Therein lies the problem in my life. Things are always happening to me. Just when I feel like things are going well, something outside of myself and beyond my control happens to me and derails my happiness. Being a victim of circumstance is such a heavy cross to bear.

It’s time to call bullshit. Yes, sometimes in life I am a victim of circumstances, and sometimes bad things happen to good people. But for me, being a victim is a lot different than staying the victim. I don’t want to hear inspirational quotes when I’m pissed off because then I have to try to feel better. I don’t want to find meaning in the hard times because then I might have to take some responsibility for how I got there. I would certainly have to own my attitude and outlook if I chose to learn my lessons and grow as a person from the experience. All of that sounds exhausting. JUST LET ME LIVE IN MY MISERY.
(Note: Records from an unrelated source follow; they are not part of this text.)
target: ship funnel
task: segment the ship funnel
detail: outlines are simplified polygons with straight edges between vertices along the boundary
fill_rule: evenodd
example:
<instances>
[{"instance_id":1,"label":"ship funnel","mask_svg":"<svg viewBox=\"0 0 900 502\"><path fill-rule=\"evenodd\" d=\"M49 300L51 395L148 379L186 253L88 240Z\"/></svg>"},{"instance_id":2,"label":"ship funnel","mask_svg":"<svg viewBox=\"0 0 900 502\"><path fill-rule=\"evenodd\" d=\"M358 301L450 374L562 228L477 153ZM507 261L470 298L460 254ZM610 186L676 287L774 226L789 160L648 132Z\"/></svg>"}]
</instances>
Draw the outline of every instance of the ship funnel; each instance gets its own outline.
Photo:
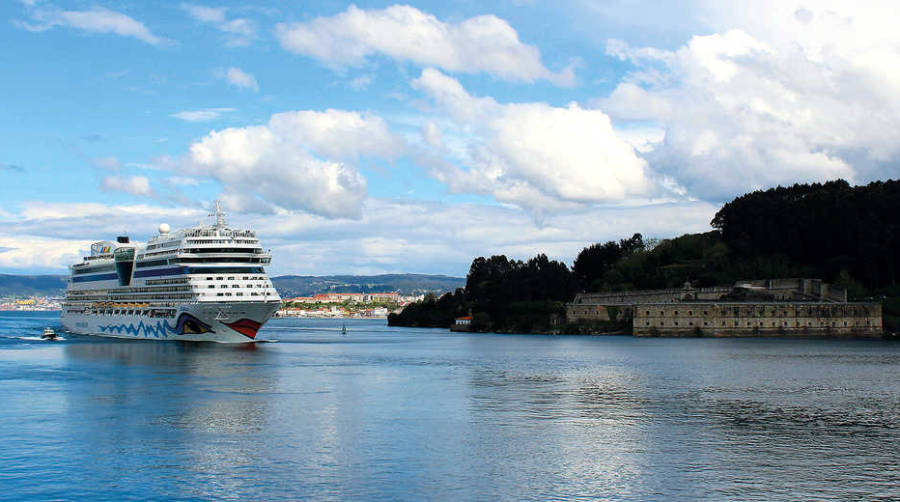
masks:
<instances>
[{"instance_id":1,"label":"ship funnel","mask_svg":"<svg viewBox=\"0 0 900 502\"><path fill-rule=\"evenodd\" d=\"M160 234L167 234L167 233L169 233L169 230L171 230L171 228L169 227L168 223L160 223L159 224L159 233Z\"/></svg>"}]
</instances>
Back in 2014, the night before New Year’s Eve, Jeanette called me up to chat. I had just been evicted from my beautiful yoga studio and forced to relocate it to a much smaller, hardly upscale location. I had just filed bankruptcy and could not possibly be feeling any sorrier for myself. She asked me what I was doing for New Year’s. I told her that I was going to open a bottle of wine (of course) and stay in and watch a movie. This time, she didn’t throw out an inspirational quote in an attempt to lift me up. She yelled into the phone, “OMG stop being a fucking martyr!”

That was it. That’s what I needed to hear. After I hung up, I thought about what she said. I texted three of my single friends and asked what everyone was doing the next night. Turns out we all had plans to stay in, so instead we got dressed up and went out, and we had an absolute blast together.

Jeanette and I still laugh sometimes about how that could have gone the other way. I could have been hurt or angry at her and taken it as a lack of empathy for everything that “happened” to me. The thing is, she pulled me out of my misery that day. Even now, Jeanette is the voice of reason in my head. She’s the inspirational quote that pulls me out of the depths of self-pity.

The self-help market is a $10 billion dollar industry for a reason. We all want to feel better, do better, be better and sometimes we need help to get there. And that’s ok. When the weight of the world feels unbearable, we all need to find something to remind us that the light really is at the end of the tunnel. The beauty of humanity is that we’re not all the same. So, while #inspiration might induce a Hulk-style fury, figure out what works for you. Find your Jeanette and use that swift kick in the ass to stop being a fucking martyr.